I once read that most scientists whose degree is in climateology are on the skeptics side of the debate. I have not done a thorough examination to see if this is true, but I have done some looking and it seems as though many climateologists are actually against this global warming alarmism that has taken control of the media. Many of them suggest that the warming of globe is a natural phenomenon that has happened many times before and will continue to happen as long as the earth goes on, and that it always has and always will be followed by a cooling period. In the seventies some were worried about global cooling, predicting that an ice age was imminent if something wasn't done.
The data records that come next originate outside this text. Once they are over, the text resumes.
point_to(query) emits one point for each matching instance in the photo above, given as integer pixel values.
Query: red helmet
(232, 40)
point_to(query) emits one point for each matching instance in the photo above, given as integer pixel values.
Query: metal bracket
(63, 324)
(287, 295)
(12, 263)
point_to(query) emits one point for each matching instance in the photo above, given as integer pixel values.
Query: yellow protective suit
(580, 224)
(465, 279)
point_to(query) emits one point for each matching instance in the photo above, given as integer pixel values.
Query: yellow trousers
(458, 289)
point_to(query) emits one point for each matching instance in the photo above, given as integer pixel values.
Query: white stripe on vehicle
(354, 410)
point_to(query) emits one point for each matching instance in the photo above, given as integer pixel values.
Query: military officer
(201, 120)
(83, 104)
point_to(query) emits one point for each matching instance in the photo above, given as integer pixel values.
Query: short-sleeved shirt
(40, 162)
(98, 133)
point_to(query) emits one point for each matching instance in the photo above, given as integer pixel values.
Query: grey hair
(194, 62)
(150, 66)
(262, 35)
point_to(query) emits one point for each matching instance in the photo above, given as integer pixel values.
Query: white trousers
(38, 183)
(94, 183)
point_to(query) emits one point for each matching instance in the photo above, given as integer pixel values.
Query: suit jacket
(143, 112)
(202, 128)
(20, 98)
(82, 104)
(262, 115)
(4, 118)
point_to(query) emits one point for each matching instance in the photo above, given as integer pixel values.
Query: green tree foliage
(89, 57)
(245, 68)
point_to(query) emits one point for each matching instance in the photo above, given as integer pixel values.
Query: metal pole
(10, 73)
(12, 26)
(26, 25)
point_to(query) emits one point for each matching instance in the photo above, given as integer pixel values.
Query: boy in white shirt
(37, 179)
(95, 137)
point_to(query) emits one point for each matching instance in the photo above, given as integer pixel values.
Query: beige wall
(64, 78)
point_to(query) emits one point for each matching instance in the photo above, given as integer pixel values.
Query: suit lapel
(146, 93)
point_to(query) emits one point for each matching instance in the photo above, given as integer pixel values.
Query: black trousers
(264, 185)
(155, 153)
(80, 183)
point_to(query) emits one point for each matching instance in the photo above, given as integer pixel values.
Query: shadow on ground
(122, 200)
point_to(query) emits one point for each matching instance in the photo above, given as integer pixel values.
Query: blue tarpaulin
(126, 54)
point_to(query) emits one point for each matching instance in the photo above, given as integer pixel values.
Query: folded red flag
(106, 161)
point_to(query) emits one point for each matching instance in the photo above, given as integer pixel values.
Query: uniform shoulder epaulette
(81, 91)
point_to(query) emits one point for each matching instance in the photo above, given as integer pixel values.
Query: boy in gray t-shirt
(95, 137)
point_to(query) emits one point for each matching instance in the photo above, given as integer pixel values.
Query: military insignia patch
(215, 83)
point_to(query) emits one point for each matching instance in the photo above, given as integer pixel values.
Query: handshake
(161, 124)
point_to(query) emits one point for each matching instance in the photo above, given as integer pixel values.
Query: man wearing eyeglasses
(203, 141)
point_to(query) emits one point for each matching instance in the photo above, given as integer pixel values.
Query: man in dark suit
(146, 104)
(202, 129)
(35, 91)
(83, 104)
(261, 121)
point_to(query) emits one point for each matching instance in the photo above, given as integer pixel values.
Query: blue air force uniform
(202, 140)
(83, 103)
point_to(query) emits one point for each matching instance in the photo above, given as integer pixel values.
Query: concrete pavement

The following quote bears this out:

"It is a cold fact: the Global Cooling presents humankind with the most important social, political, and adaptive challenge we have had to deal with for ten thousand years. Your stake in the decisions we make concerning it is of ultimate importance; the survival of ourselves, our children, our species," wrote Lowell Ponte in 1976.

I'm quite certain that many on the global warming side would say that the quote is taken out of context or that Lowell Ponte was an idiot, quack, fringe thinker, fundamentalist, etc. They may or may not be right. I don't know who he is except that he seems to have been a radio announcer and former roaming editor of Reader's Digest. To my knowledge he had no qulaifying credentials. The only reason that I quote him is that there must have been some reason for him to have said that. Take it how you will.

Lastly, I should say that I don't side with the alarmists because they act like bullies. Much the same way as evolutionists snub their noses at anyone who would question their beliefs, so too it seems that those who support global warming do it to those who are skeptical of it, even going so far as to call them 'deniers' thereby equating them to, or at least drawing comparisions to Holocaust deniers. This reason is of course very unscientific. Whether or not global warming is true is entirely independant of the attitudes of those who support it. But over the years I have come to mistrust those people. I've seen the way they can ignore facts and get away with it because most people agree with them and will never give ear to the opposition. I've seen the way science has become a popularity contest more than an intelligent inquiry into the way the world works. Unlike most, I've come to the conclusion that the small voice in the background is usually more trustworthy than the trumpet blower on the pedastal.

You don't have to agree with me. I already know most people don't and never will. I'm not concerned with convincing you otherwise, just explaining myself and in so doing learning a bit more about hwy I believe what I do because, until you've explained yourself, I don't see how you can really know what you believe.